Under a circus tent down by the river where the city held the annual Dogwood Arts and Crafts Festival in the years before the civic arena was built, Joe Dobbs came into our lives. It was 47 years ago this week that Joe met David Peyton and Charlie Bowen, the duet that had been regularly jamming together for only a little over a year by then.
That particular afternoon, Charlie and Dave had just finished their day’s work in The Huntington Advertiser newsroom and headed down to the festival encampment near the floodwall to play for the hardworking, hard-hustling crafts people who were peddling their creations.
As Joe himself would recall decades later in his autobiography, "A Country Fiddler," the encounter came about because he and his wife, Amy, had come downtown to check out the crafts. While strolling the grounds, they spied a woman weaving cane in the bottoms of ladder-back chairs.

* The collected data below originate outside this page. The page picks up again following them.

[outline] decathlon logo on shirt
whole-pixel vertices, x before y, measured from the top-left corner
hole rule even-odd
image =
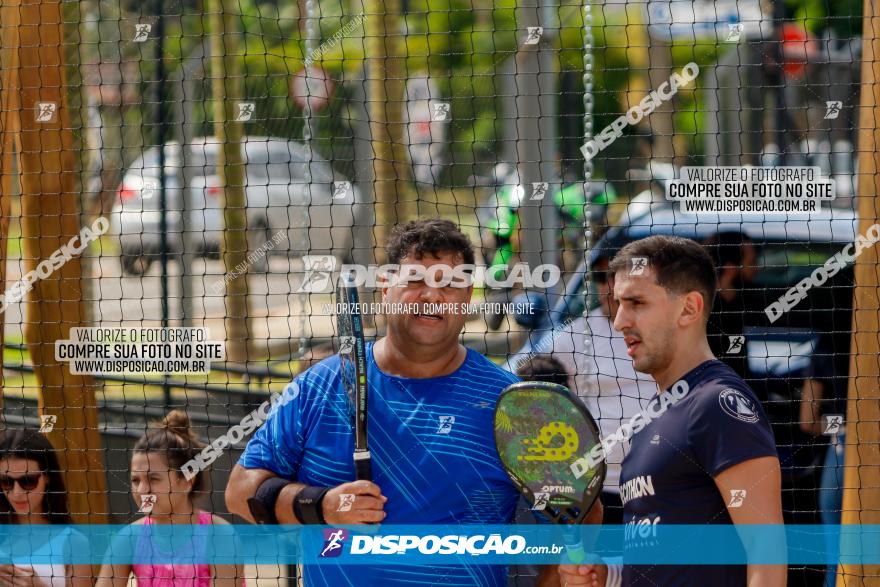
[[[750,424],[758,421],[758,406],[740,390],[728,387],[718,396],[718,401],[729,416]]]
[[[645,497],[646,495],[656,495],[654,493],[654,480],[651,479],[650,475],[647,477],[644,475],[633,477],[620,486],[620,501],[623,505],[626,505],[627,502],[633,499]]]

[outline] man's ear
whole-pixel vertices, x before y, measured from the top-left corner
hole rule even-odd
[[[679,324],[682,326],[690,326],[695,322],[703,321],[703,311],[706,308],[706,302],[703,294],[698,291],[691,291],[684,295],[684,305],[681,309],[681,315],[678,318]]]

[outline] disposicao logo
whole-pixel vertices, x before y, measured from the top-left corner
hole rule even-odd
[[[321,550],[320,558],[333,558],[342,554],[342,545],[348,540],[348,530],[341,528],[325,528],[324,529],[324,548]]]

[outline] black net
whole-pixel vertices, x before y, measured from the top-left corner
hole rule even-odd
[[[857,263],[876,290],[880,237],[858,181],[874,155],[863,9],[5,0],[3,426],[51,441],[73,521],[125,524],[156,493],[135,446],[179,410],[188,424],[164,426],[188,427],[185,454],[225,445],[197,462],[193,503],[241,523],[224,492],[254,414],[350,335],[340,271],[362,280],[378,340],[408,311],[379,305],[381,265],[401,261],[386,244],[439,217],[475,248],[457,261],[475,285],[459,341],[570,386],[616,434],[656,385],[615,330],[608,262],[675,235],[716,266],[709,345],[769,421],[785,522],[876,522],[876,296],[853,317]],[[441,418],[437,434],[458,425]],[[630,521],[628,447],[608,457],[606,523]],[[12,461],[0,454],[0,475]],[[539,570],[512,567],[511,584]],[[244,572],[302,583],[294,566]],[[789,584],[833,573],[796,564]]]

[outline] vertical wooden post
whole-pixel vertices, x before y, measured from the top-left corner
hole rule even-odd
[[[241,72],[240,8],[237,2],[211,0],[211,87],[214,98],[214,134],[220,142],[217,175],[223,186],[223,266],[226,275],[247,266],[247,200],[245,198],[244,130],[238,104],[244,100]],[[227,360],[245,363],[251,343],[248,320],[248,274],[239,272],[226,285]]]
[[[6,284],[6,255],[8,252],[9,216],[14,183],[18,112],[19,13],[13,3],[0,0],[0,285]],[[5,342],[5,314],[0,314],[0,347]],[[0,424],[3,423],[3,353],[0,353]]]
[[[18,117],[21,146],[18,168],[27,274],[80,234],[81,186],[67,100],[62,4],[5,0],[3,9],[3,23],[15,29],[3,31],[5,55],[11,53],[11,63],[17,66],[11,74],[4,71],[9,85],[3,87],[3,106],[5,111],[14,103],[8,92],[17,88],[19,102],[12,112]],[[7,20],[15,11],[17,18]],[[56,105],[49,121],[37,120],[38,102]],[[6,130],[4,125],[4,139]],[[71,513],[78,522],[103,522],[108,512],[95,382],[71,375],[67,364],[55,360],[55,341],[69,338],[72,327],[84,324],[80,259],[74,256],[40,277],[27,301],[24,328],[40,385],[40,413],[57,417],[49,437],[62,449]]]
[[[859,120],[859,234],[880,219],[880,13],[865,2]],[[843,524],[880,524],[880,250],[855,265],[852,351],[844,457]],[[840,587],[880,586],[877,565],[842,565]]]

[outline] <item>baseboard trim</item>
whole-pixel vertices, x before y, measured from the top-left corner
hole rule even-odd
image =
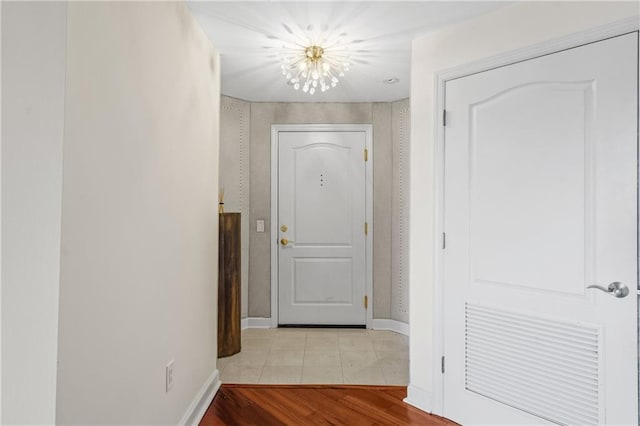
[[[240,328],[271,328],[271,318],[243,318],[240,321]]]
[[[373,320],[374,330],[390,330],[396,333],[409,335],[409,324],[392,319],[375,319]]]
[[[202,417],[204,417],[204,413],[207,412],[207,408],[209,408],[211,401],[213,401],[213,397],[218,393],[218,389],[220,389],[221,384],[220,374],[216,369],[202,386],[200,392],[198,392],[196,397],[193,399],[189,408],[187,408],[187,411],[184,413],[184,416],[180,419],[180,423],[178,423],[178,425],[195,426],[199,424]]]
[[[240,321],[240,328],[271,328],[271,318],[243,318]],[[396,333],[409,335],[409,324],[392,319],[374,319],[372,328],[374,330],[390,330]]]
[[[427,392],[417,386],[407,386],[407,397],[404,402],[427,413],[433,412],[433,395],[431,392]]]

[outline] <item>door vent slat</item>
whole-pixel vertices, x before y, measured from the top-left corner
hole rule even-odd
[[[531,353],[537,352],[539,353],[539,355],[543,356],[543,358],[541,359],[545,360],[545,364],[546,359],[548,357],[552,357],[559,358],[557,359],[558,363],[564,362],[565,364],[569,364],[571,367],[579,365],[588,369],[598,368],[593,359],[582,357],[582,354],[585,352],[584,350],[578,351],[567,347],[566,350],[556,352],[559,348],[552,346],[549,343],[542,344],[540,342],[527,340],[515,335],[500,337],[499,339],[496,339],[495,333],[488,332],[486,329],[479,329],[474,325],[469,325],[469,330],[471,331],[471,329],[473,331],[473,336],[483,340],[488,345],[494,344],[499,348],[513,349],[514,351],[524,351],[528,356],[531,355]],[[567,355],[569,355],[569,357]]]
[[[465,388],[553,423],[600,422],[599,348],[596,326],[465,304]]]

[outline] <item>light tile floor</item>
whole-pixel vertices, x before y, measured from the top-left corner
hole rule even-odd
[[[380,330],[251,328],[218,370],[223,383],[407,385],[409,340]]]

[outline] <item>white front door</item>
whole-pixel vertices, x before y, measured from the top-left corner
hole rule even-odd
[[[278,135],[278,324],[364,325],[366,134]]]
[[[637,424],[637,43],[446,83],[446,417]]]

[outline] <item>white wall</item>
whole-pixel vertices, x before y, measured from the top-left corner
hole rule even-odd
[[[435,76],[462,64],[638,16],[639,3],[516,3],[412,43],[411,55],[411,237],[410,356],[408,401],[438,409],[434,388],[434,284],[436,262]],[[433,402],[436,401],[435,404]]]
[[[216,372],[219,56],[182,2],[68,9],[57,423],[177,424]]]
[[[65,3],[2,2],[2,424],[53,424]]]

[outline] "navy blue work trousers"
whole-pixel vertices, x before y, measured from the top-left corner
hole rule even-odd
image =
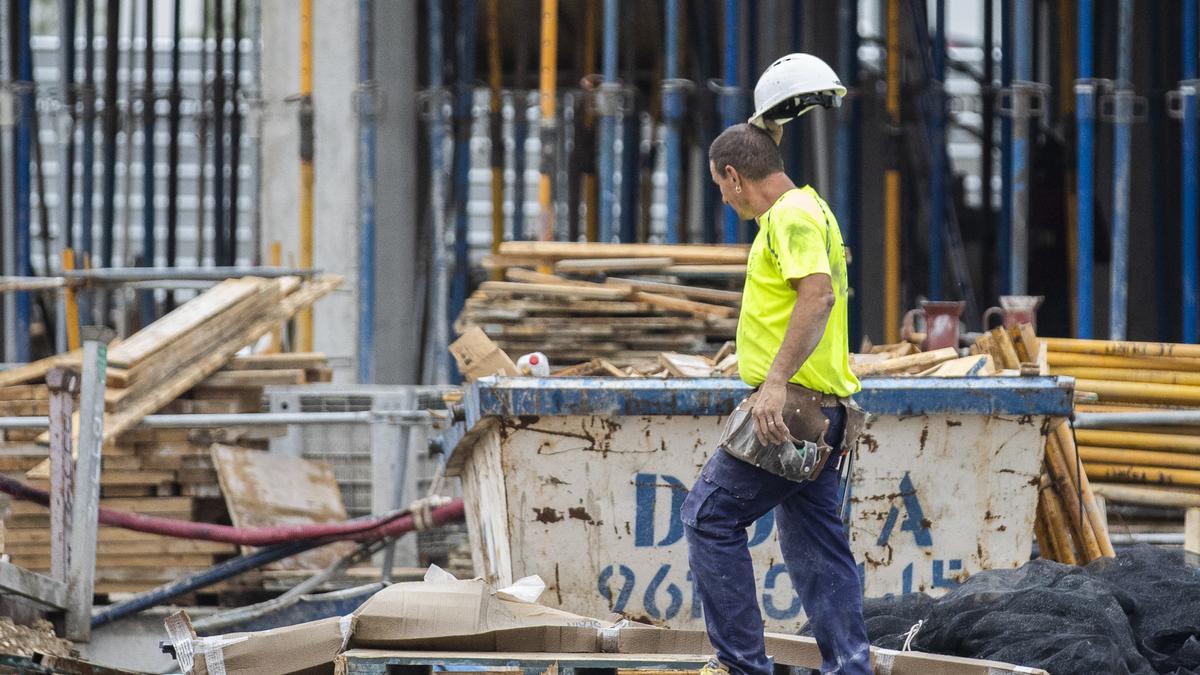
[[[841,406],[823,409],[825,440],[838,447],[846,424]],[[822,673],[871,673],[862,613],[862,583],[850,553],[838,501],[834,458],[815,481],[797,483],[713,453],[683,503],[688,561],[708,637],[731,673],[771,673],[746,529],[775,509],[779,545],[821,649]]]

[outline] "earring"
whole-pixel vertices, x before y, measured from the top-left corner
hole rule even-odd
[[[739,195],[742,194],[742,186],[741,185],[733,186],[733,191],[738,193]]]

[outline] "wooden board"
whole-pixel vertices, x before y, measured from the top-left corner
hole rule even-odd
[[[484,295],[534,295],[564,298],[621,300],[629,295],[628,288],[596,284],[596,287],[567,284],[528,284],[517,281],[485,281],[479,285]]]
[[[923,370],[957,357],[958,350],[953,347],[945,347],[931,352],[921,352],[919,354],[888,359],[879,363],[851,363],[850,369],[859,377],[903,373],[910,368]]]
[[[295,278],[286,277],[262,282],[252,294],[238,304],[178,337],[171,349],[163,350],[131,366],[125,373],[127,381],[125,387],[109,388],[105,392],[105,404],[110,406],[109,410],[116,410],[117,407],[114,404],[119,405],[123,400],[141,396],[146,391],[154,389],[179,364],[207,353],[214,344],[220,344],[223,340],[229,339],[230,336],[236,335],[247,325],[269,313],[271,308],[277,306],[281,298],[297,283]]]
[[[609,278],[609,284],[628,285],[639,291],[662,293],[666,295],[682,295],[692,300],[701,300],[725,305],[742,304],[741,291],[723,291],[719,288],[702,288],[686,284],[668,284],[661,281],[645,281],[642,279]]]
[[[225,370],[289,370],[299,368],[324,368],[328,357],[321,352],[281,352],[277,354],[252,354],[235,356],[225,364]]]
[[[213,464],[230,518],[238,527],[333,523],[346,506],[333,469],[323,462],[214,444]],[[355,548],[339,542],[272,565],[275,569],[323,569]]]
[[[77,363],[81,358],[83,358],[83,350],[76,349],[66,354],[48,356],[38,361],[31,361],[17,366],[16,368],[10,368],[0,372],[0,387],[41,380],[46,377],[46,373],[50,372],[51,368],[69,366],[72,363]]]
[[[663,352],[658,355],[658,362],[676,377],[712,376],[713,363],[707,356]]]
[[[715,316],[722,318],[737,316],[737,310],[732,307],[723,307],[721,305],[712,305],[705,302],[696,302],[695,300],[685,300],[683,298],[661,295],[659,293],[646,293],[644,291],[639,291],[636,297],[638,300],[654,305],[659,309],[687,312],[696,316]]]
[[[249,297],[261,286],[261,279],[250,277],[222,281],[109,350],[109,364],[117,368],[129,368],[139,363],[172,346],[181,337]]]
[[[15,384],[0,387],[0,401],[47,401],[49,399],[50,390],[44,384]]]
[[[601,244],[563,241],[506,241],[500,255],[535,259],[671,258],[678,263],[745,264],[750,247],[744,244]]]
[[[302,368],[279,368],[272,370],[219,370],[205,378],[198,387],[237,389],[242,387],[265,387],[268,385],[304,384]]]
[[[554,263],[554,271],[564,274],[590,274],[597,272],[637,272],[660,270],[675,264],[674,258],[575,258]]]

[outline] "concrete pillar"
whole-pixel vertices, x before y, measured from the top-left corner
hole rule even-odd
[[[429,242],[417,236],[421,151],[417,139],[416,2],[375,0],[375,80],[379,93],[375,189],[375,381],[420,382],[419,283],[428,278]]]
[[[407,3],[400,3],[407,4]],[[386,35],[381,31],[381,34]],[[345,277],[317,303],[314,348],[329,357],[334,380],[354,379],[358,202],[355,176],[358,122],[358,3],[313,3],[313,109],[315,203],[313,263]],[[300,90],[300,13],[294,0],[262,4],[262,241],[283,246],[284,264],[299,259],[299,123],[293,99]],[[382,293],[381,293],[382,294]]]

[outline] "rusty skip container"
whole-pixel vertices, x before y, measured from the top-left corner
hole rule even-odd
[[[867,596],[934,595],[1029,559],[1044,437],[1070,378],[872,378],[851,548]],[[447,474],[477,574],[538,574],[542,602],[702,628],[680,506],[749,389],[729,379],[487,378],[465,392]],[[767,627],[804,622],[768,513],[748,532]]]

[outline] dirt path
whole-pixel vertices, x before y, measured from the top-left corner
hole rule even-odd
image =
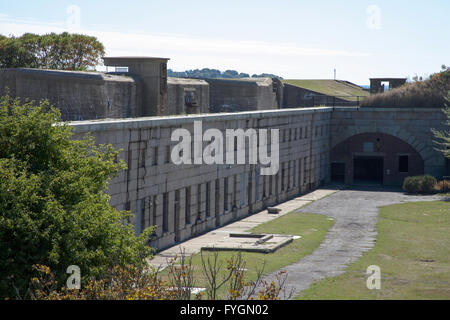
[[[296,212],[323,214],[334,219],[335,224],[311,255],[282,269],[287,271],[286,291],[292,291],[295,297],[312,282],[343,273],[350,263],[372,249],[380,206],[440,199],[405,195],[398,189],[366,187],[342,190],[302,207]],[[269,274],[265,280],[274,280],[276,274]]]

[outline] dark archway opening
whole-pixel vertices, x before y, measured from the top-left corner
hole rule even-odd
[[[383,183],[383,157],[355,157],[353,159],[355,183]]]
[[[345,182],[345,162],[331,163],[331,181]]]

"Sitting in two of the completed chairs were a tall man playing a Guild guitar and short guy playing an Autoharp," Joe wrote. "Both of these musicians looked to be about 30 years old, a hippy version of Mutt and Jeff. The guitar player had medium long hair and an untrimmed beard. The Autoharp player wore a beard but his hair was neatly trimmed. They seemed to be very good friends."
Joe himself was quite memorable too that day, in his bib overalls and Chuck Taylor tennis shoes and with, of course, a coffin-like wooden fiddle case under his arm.
In his book, Joe reports he was reluctant to ask to sit in — thinking his fiddling had gotten a bit rusty in recent years — but nonetheless, he pulled up a finished chair next to Dave and started taking his fiddle out of the case. Initially, no one said a word, until after a moment Joe said, "Would you play an A chord, please?"
Tuned up, Joe at first quietly played along behind some of the tunes that Charlie and Dave had worked out. Then Dave said, "So, you know 'Soldier's Joy'?" Of course he did. Soon the three of them were drawing a crowd.
By summer, Joe was jamming regularly with Dave and Charlie. Not wanting to be left out, Roger Samples, the other founder of The Flood, was driving in from Mason County, WV, to be part of it all. Click here to hear one of Joe’s first tunes with us, his wonderful rendition of “Sail Away Ladies” (with Roger, David and Charlie providing mortal support in the form of chords and rhythm).
That autumn, the new improved Flood — shoot, now we had an actual tribal elder (Joe was all of 42!) — made its first public appearance, inaugurating Joe's four decades of Floodishness. The venue was a weekend-long party at Pamela and Charlie’s house in the South Side of Huntington, a bi-annual event that regulars called “The Bowen Bash.” That weekend recently was commemorated in this video, chapter 3 (“Joe Dobbs’ Coming Out Party”) in our “Bowen Bashes” film series:
Audio Aftermath
Twenty-five years after that momentous April afternoon at the Dogwood Festival, Joe still had good memories of it. In fact, in August 1997, when he was hosting his famed “Music from the Mountains” radio show on West Virginia Public Radio, Joe had Dave and Charlie on as guests, and during a break between tunes, the three reminisced. Click here to hear the 3-minute clip.
And then 20 years after that, a year or so after Joe died, his daughter Diana attended a weekly Flood jam at the Bowen house and added her own take on that fateful summer of ‘75. Click here to hear the 2-minute clip of Charlie and Diana’s conversation that night.
Postscript: The Rug
Joe said he and Amy had such a good time at the Dogwood Festival that they returned to sell a few crafts of their own, including some faux Navajo rugs they had made.
At Christmastime a few years later, Joe gave Pamela and Charlie one of those rugs and to this day it still hangs in The Flood’s weekly practice space in the Bowen house.